After two co-design sessions with the involved product teams, we were able to create a simple multi-variant test with 2 category labels and two different naming strategies, which resulted in a clear winner with a sustained 53% increased in traffic to Seller University, validating our process and rubric.

Catalog and Inventory Re-org

These two categories were a major source of IA issues - many products had unclear naming, add a product links were duplicated, and it was unclear why some items were in “catalog” and others in “inventory” - which contained over a dozen links for most users.

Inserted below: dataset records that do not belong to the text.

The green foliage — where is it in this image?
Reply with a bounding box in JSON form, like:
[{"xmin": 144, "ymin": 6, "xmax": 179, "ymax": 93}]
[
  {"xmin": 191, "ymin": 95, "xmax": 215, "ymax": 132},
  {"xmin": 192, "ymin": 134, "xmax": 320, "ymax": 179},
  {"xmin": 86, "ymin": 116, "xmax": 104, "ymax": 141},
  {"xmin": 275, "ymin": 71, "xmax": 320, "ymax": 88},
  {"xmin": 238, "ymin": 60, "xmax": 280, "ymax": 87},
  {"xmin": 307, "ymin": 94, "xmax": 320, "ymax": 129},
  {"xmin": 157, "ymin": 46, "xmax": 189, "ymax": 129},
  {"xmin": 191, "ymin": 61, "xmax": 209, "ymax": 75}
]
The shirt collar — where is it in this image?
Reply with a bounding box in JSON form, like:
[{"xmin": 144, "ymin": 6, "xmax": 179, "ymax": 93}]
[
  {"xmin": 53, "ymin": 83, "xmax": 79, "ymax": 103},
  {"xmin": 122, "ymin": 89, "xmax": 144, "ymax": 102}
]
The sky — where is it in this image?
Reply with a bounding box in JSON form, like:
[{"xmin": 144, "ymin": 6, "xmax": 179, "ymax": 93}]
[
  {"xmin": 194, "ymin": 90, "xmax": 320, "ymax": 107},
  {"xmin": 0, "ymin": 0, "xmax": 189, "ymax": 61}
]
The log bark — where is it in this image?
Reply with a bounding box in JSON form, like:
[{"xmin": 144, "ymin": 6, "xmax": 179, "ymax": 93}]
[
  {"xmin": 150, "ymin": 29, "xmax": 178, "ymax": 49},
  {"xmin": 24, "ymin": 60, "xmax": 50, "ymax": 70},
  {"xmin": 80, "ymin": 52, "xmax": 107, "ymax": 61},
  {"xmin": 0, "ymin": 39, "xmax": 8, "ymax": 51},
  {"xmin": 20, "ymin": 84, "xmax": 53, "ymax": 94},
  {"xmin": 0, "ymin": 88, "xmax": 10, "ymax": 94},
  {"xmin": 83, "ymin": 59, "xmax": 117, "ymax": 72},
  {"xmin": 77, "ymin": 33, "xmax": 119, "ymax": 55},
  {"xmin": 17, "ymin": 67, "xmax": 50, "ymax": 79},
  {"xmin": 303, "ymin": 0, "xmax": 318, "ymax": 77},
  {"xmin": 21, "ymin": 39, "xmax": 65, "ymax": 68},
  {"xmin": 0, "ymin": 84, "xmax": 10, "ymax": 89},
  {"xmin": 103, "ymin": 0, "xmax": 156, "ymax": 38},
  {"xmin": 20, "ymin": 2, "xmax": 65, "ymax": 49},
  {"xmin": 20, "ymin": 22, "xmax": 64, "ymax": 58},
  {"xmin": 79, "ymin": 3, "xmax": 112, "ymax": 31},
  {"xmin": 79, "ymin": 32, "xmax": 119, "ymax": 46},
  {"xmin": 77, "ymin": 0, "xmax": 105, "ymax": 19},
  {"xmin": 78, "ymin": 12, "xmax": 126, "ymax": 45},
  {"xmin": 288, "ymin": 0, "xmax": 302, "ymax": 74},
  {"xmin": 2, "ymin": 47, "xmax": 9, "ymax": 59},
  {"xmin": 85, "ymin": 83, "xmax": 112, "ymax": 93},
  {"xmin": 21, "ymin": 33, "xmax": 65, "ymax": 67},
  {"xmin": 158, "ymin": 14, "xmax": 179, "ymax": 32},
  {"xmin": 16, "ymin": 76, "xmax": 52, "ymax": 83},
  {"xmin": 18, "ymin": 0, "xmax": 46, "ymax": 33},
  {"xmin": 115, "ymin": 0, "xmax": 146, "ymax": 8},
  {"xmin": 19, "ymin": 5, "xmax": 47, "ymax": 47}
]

Repeating our process from Seller University, we gathered user feedback first. Our initial topic-sort showed that users tended to mentally group “item info” tasks as catalog or product tasks - adding something to Amazon’s catalog, managing photos or videos, etc. Inventory was everything related to physical goods - seller fulfilled or FBA other than actually fulfilling an order. This also gave us the opportunity to confirm that the reports should be centrally collecting under the “reports” L1 instead of being aligned to individual categories.

Results

86%

of surveyed Sellers preferred the new structure

4%

Increased unique clicks in Catalog L1

11%

Increased unique clicks in Inventory L1


In the eventual weblab test, this was the winning treatment with unique clicks under Catalog increasing by +4% and Inventory L1 +11% vs control, and no loss of traffic to the deduped pages or the moved reports (traffic shouldn’t be the only measure here, but many older pages didn’t have meaningful engagement metrics).


A playbook for risky changes. Better decision making. A real improvement for users.



Besides fixing immediate user problems, these work streams set a standard for using both objective and subjective data to make day-to-day decisions with long-term impact, and make progress where it was assumed none was possible.